Sildenafil was also shown to be efficacious and generally well tolerated in a trial of 35 men who had ED and New York Heart Association class II or III congestive heart failure, but who did not have active ischemia and were not taking nitrates.26 All 35 enrollees successfully completed the initial single-dose (sildenafil 50 mg) safety study – none reported any adverse effect and 4 h of monitoring showed no significant decrease in mean heart rate or blood pressure, and no decrease of more than 10% from baseline in mean arterial pressure – after which they were randomized to double-blind sildenafil 50 mg or placebo for 6 weeks, followed by crossover. Erectile function improved only during sildenafil administration, regardless of the treatment order (P<0.001) and with no difference between the groups (sildenafil first vs placebo first; P=0.98), and returned to baseline in the group that crossed over to placebo in the second period. During the placebo period, two men developed asymptomatic atrial fibrillation and a third developed worsening symptoms of congestive heart failure, but there were no significant hemodynamic effects during the trial, no hospitalizations within 30 days of trial completion, no deaths within 3 months of trial completion, and no reports of blurred or altered vision, flushing, headaches, or nausea.

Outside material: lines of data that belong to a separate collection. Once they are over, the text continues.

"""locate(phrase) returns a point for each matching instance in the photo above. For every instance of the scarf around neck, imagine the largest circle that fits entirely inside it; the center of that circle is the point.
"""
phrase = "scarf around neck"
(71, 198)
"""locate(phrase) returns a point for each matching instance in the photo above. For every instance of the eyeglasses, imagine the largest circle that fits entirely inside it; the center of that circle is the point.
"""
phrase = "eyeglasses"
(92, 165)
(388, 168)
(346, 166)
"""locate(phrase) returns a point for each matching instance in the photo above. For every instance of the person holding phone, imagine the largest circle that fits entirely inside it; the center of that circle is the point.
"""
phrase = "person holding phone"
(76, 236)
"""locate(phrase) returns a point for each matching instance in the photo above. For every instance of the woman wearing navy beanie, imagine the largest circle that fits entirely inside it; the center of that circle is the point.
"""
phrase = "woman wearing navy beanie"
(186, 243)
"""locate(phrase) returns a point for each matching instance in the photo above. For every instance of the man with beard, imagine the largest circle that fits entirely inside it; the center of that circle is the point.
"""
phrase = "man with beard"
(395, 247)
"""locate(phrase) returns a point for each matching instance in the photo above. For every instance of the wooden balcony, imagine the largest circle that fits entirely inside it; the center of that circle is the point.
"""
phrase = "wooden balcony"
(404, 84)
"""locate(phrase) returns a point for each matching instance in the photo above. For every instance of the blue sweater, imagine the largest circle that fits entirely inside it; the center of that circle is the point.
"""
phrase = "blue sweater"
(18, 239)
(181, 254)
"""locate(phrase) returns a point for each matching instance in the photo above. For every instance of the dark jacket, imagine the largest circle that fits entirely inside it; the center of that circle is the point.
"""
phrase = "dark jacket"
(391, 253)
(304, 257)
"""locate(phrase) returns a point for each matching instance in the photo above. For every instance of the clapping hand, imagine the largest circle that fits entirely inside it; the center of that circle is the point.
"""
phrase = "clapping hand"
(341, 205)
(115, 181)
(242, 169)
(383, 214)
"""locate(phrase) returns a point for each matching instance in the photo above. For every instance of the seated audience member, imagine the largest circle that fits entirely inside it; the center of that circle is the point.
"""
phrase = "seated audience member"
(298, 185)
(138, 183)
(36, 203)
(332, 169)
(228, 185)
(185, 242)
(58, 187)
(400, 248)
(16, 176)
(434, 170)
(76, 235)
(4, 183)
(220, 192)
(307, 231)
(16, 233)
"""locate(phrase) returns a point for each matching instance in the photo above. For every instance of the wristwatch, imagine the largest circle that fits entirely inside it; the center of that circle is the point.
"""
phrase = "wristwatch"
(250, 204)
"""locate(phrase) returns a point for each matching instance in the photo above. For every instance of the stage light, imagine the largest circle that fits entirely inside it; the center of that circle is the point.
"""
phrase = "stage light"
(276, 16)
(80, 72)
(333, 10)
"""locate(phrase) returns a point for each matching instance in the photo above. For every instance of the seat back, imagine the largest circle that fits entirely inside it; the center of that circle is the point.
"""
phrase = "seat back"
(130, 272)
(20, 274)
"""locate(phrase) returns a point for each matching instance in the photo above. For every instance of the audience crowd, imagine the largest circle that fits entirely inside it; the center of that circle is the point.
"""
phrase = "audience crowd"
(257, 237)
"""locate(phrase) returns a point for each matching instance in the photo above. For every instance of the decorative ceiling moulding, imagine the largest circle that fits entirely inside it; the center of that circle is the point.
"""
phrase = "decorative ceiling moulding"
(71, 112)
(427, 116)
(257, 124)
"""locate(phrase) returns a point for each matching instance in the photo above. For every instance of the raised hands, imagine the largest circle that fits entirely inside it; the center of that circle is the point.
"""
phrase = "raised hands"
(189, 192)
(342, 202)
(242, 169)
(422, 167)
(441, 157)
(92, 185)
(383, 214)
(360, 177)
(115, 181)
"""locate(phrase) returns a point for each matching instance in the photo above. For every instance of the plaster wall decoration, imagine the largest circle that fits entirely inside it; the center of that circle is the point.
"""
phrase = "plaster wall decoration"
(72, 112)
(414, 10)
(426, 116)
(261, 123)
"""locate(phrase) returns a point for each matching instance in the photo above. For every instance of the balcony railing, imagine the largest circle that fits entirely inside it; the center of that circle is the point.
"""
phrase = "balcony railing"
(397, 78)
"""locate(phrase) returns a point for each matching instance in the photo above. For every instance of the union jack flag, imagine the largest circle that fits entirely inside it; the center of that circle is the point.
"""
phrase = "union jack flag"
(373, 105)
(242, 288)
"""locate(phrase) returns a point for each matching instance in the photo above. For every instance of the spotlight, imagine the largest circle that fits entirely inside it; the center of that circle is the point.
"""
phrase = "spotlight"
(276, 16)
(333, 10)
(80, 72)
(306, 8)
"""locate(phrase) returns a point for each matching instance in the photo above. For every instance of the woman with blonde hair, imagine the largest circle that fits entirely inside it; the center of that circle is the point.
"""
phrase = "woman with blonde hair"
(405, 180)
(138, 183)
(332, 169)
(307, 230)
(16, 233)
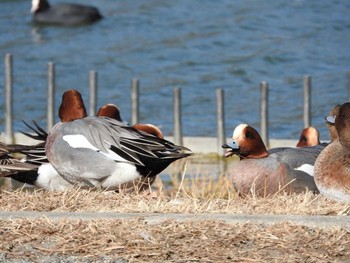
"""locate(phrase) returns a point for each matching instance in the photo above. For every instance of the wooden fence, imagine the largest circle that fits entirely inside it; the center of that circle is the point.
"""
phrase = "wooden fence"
(178, 139)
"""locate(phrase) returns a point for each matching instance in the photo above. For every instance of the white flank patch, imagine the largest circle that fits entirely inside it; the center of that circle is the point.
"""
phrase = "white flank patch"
(80, 141)
(307, 168)
(50, 180)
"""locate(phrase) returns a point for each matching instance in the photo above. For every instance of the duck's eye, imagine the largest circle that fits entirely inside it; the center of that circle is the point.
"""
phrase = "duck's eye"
(248, 135)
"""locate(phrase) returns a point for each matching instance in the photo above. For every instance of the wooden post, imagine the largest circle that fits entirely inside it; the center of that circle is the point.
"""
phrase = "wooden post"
(349, 86)
(8, 99)
(135, 87)
(307, 101)
(220, 110)
(264, 114)
(50, 96)
(93, 92)
(177, 116)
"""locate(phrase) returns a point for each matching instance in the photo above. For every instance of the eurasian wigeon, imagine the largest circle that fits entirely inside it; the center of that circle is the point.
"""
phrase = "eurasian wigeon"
(265, 172)
(101, 152)
(309, 136)
(112, 111)
(44, 176)
(330, 119)
(63, 13)
(332, 167)
(109, 110)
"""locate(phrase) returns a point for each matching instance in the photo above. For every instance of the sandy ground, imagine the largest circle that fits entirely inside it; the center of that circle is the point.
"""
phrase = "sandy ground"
(95, 226)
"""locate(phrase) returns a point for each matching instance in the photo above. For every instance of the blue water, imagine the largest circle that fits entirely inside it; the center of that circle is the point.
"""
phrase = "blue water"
(197, 45)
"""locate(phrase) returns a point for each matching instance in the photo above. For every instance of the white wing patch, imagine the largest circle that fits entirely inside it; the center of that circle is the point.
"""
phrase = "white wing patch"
(80, 141)
(307, 168)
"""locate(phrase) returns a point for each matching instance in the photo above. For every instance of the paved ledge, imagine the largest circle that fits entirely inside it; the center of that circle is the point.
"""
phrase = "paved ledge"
(156, 218)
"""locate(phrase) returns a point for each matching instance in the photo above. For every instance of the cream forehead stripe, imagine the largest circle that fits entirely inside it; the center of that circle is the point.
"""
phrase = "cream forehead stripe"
(35, 5)
(239, 130)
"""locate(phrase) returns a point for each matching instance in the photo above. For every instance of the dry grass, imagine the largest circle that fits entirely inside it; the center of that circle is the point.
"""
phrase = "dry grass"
(136, 240)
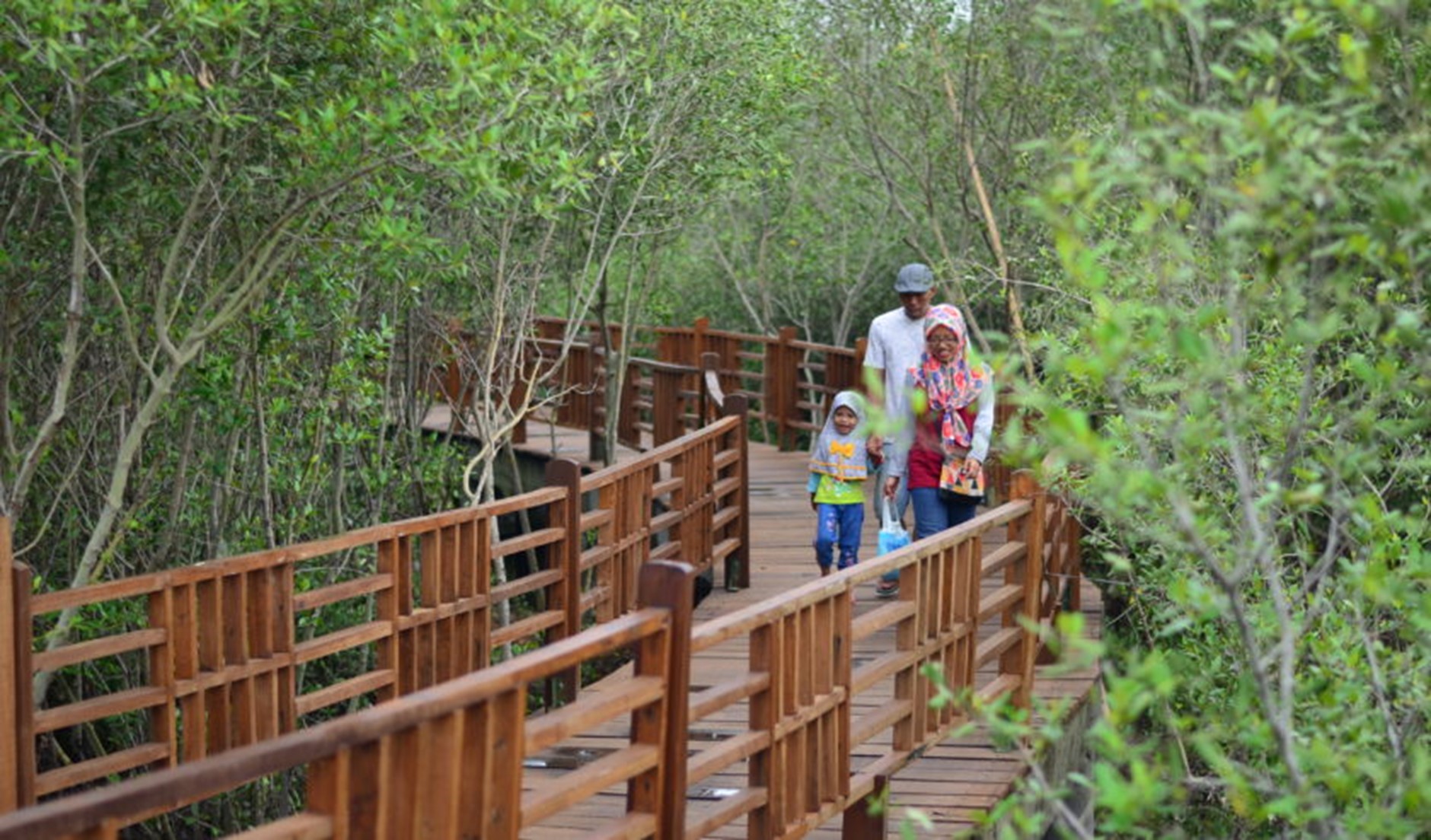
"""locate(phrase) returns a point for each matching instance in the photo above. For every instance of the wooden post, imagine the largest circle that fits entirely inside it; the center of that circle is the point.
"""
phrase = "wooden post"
(666, 406)
(566, 473)
(780, 383)
(697, 342)
(739, 577)
(860, 823)
(1029, 530)
(673, 586)
(11, 768)
(21, 692)
(1032, 597)
(629, 430)
(597, 408)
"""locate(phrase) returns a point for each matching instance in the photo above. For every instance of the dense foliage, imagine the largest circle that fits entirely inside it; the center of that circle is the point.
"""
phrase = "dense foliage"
(237, 237)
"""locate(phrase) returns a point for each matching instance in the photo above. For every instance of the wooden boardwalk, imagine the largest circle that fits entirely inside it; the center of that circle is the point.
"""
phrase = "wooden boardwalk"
(948, 783)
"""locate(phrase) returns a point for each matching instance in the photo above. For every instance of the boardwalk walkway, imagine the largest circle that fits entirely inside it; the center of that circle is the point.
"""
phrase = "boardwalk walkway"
(948, 783)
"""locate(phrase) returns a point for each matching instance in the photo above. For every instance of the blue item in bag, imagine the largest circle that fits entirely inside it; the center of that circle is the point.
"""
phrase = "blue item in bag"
(892, 534)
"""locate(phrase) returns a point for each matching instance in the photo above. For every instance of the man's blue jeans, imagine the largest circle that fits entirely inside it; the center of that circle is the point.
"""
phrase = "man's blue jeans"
(933, 514)
(839, 526)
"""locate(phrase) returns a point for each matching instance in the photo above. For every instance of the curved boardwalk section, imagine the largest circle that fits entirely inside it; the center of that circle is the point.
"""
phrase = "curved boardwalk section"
(949, 780)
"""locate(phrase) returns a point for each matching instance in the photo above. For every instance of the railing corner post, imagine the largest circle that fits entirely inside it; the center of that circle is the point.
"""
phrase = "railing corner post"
(673, 586)
(566, 474)
(860, 823)
(11, 770)
(739, 577)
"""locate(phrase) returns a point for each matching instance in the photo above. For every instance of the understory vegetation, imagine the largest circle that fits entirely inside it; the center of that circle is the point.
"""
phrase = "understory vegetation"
(237, 240)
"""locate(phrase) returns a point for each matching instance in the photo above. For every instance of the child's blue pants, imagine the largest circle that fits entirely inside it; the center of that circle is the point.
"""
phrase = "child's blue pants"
(839, 526)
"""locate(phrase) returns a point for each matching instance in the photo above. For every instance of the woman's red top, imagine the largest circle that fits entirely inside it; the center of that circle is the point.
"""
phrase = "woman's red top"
(926, 456)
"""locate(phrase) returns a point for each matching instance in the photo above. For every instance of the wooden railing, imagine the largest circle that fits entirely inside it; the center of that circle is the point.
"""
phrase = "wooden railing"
(448, 762)
(224, 654)
(786, 383)
(802, 723)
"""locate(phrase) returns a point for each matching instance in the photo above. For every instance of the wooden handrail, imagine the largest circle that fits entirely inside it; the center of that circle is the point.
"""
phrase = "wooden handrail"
(451, 740)
(224, 646)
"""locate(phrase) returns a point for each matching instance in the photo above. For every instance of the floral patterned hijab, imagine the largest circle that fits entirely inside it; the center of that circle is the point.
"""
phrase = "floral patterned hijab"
(955, 385)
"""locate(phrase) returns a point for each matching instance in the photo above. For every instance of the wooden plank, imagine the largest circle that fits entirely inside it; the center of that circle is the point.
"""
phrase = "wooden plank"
(49, 720)
(107, 646)
(295, 828)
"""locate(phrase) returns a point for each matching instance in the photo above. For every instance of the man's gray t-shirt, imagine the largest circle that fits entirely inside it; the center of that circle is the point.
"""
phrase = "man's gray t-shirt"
(894, 347)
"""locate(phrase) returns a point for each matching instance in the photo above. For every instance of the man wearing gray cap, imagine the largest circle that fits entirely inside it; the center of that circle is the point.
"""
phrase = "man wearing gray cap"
(894, 347)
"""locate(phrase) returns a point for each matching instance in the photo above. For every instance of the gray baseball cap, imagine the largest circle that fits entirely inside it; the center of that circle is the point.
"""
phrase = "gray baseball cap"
(915, 278)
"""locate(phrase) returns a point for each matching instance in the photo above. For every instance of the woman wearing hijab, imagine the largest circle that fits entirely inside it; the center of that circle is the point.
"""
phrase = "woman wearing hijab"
(954, 417)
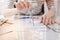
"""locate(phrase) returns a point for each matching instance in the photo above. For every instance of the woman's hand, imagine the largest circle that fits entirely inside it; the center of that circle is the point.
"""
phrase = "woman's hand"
(47, 18)
(22, 5)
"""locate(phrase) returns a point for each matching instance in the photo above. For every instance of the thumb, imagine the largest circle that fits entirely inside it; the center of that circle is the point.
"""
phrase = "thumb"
(15, 3)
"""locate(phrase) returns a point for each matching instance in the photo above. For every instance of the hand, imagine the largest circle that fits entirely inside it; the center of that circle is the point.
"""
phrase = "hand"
(47, 18)
(22, 5)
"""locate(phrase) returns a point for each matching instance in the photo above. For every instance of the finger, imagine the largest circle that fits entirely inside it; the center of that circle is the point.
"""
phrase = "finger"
(50, 21)
(53, 21)
(46, 21)
(22, 4)
(41, 18)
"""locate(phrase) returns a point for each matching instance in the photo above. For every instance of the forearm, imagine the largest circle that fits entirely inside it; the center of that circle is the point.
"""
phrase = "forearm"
(9, 12)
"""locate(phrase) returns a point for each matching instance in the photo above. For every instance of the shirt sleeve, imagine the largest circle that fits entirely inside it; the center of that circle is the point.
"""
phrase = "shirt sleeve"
(50, 3)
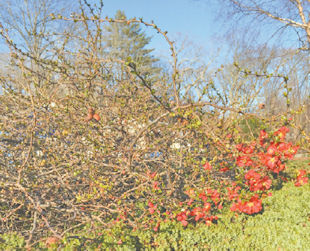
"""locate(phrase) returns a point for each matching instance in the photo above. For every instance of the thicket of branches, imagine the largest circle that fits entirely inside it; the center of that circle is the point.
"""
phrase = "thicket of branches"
(61, 168)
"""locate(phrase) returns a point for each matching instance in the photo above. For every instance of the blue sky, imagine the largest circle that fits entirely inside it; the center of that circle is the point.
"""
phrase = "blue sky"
(189, 19)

In combination, these results demonstrate that sildenafil did not precipitate further cardiovascular events and was generally well tolerated in men with ED and cardiovascular disease. Similar results were reported in patients treated with sildenafil citrate (Revatio) 20, 40 or 80 mg for pulmonary hypertension in a large (n=278) randomized, double-blind, placebo-controlled trial, in which exercise tolerance (P<0.001) and the World Health Organization functional class (P<0.01) improved and the mean pulmonary-artery pressure decreased (P<0.05).51 There were only two serious treatment-related adverse events: left ventricular dysfunction in a patient receiving sildenafil 20 mg and postural hypotension in a patient receiving an initial dose of sildenafil 40 mg.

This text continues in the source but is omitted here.